About 8 to 10 groups are responsible for designing customer experiences. Each works a little differently and sees a different part of the customer. That's exactly where AI begins to struggle.

"The LLM gets you surprisingly far," he explained. "Until you ask the same question twice." The answers change because the context changes. Different teams have different information, and the models faithfully reflect it. The issue isn't the quality of the AI. It's that the organization hasn't yet built a shared understanding for the AI to reason over.

Shared context becomes infrastructure

When Florian started Autodesk's journey management practice two and a half years ago, he was, as he put it, "a body of one." Today, that practice has grown into a Journey Management Center of Excellence, where about a dozen people support teams across customer experience, marketing, digital experiences, platform design, and Autodesk's industry groups.

Most of the tools people rely on, such as Atlassian, large language models, and business applications built for individual teams, were already in place. The challenge was getting them to work from the same understanding of the customer.

Journeys provide that common thread. Research, operational metrics, personas, jobs to be done, opportunities, and business data are all connected back to the journey, so teams looking at different parts of the business are still working from the same context.

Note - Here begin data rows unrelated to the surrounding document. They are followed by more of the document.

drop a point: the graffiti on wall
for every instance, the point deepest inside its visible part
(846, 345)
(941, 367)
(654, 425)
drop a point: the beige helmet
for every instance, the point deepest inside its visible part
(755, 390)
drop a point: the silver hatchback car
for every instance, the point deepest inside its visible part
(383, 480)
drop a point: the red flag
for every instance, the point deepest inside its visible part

No one has to abandon the systems they already use. They just stop each working from their own version of the customer, and start working from the same one.

AI drafts. Humans decide.

At Autodesk, AI does the first pass, pulling evidence together in seconds. Customer feedback, research, support interactions, operational metrics, and dashboard data all flow into the system. AI groups related signals, drafts opportunities, and suggests where teams might focus next.

People then review the output, decide whether the signals belong together, interpret their meaning, and determine which opportunities are worth pursuing. Prioritization happens through RICE, using Reach, Impact, Confidence, and Effort as a common framework across product, digital, and marketing teams.

On stage at Forrester, Florian demonstrated what that looks like in action. A narrative built around a single "How might we?" statement, complete with linked insights, supporting evidence, opportunities, and journey context, appeared in about ten seconds. "And it's spot on," he marveled.

Before AI, assembling the same story took roughly two hours in PowerPoint.

journeys into shared AI context

Connecting customer experience to business outcomes

At Autodesk, journey management is powered by TheyDo’s experience context platform, which surfaced roughly 50 pain points across the customer experience. Working with the CX action management team, those opportunities were prioritized and acted on through the platform.

The result was a 10-point improvement in Customer Effort Score, along with measurable gains in customer retention.

Florian said the work is increasingly moving beyond operational improvements. Alongside fixing today's friction points, the team invests in what he calls Horizon 2 research, creating vision prototypes for experiences that may be realistic in three or four quarters. The goal isn't to predict the future years in advance. It's to give teams something concrete they can design toward now.

The real job of AI

Autodesk's experience suggests that enterprise AI succeeds or fails long before anyone writes a prompt. Models can summarize information, connect signals, and surface patterns. What they can't do is create agreement where none exists.

"Journeys provide that shared context, empowering decision-making," Florian said. "Not only listening to the loudest voice in the room, but creating an equal playing field through the information that is available in the journeys that we are managing centrally."

That's why Florian sees journey management as more than a way to document customer experiences. It gives people, and increasingly AI, a shared understanding to reason from.

For organizations struggling to trust their own AI outputs, that may be the most important lesson from Autodesk's experience.


Florian Vollmer presented “From Journeys to Shared Decision Context” at Forrester CX Forum San Francisco on June 29, 2026.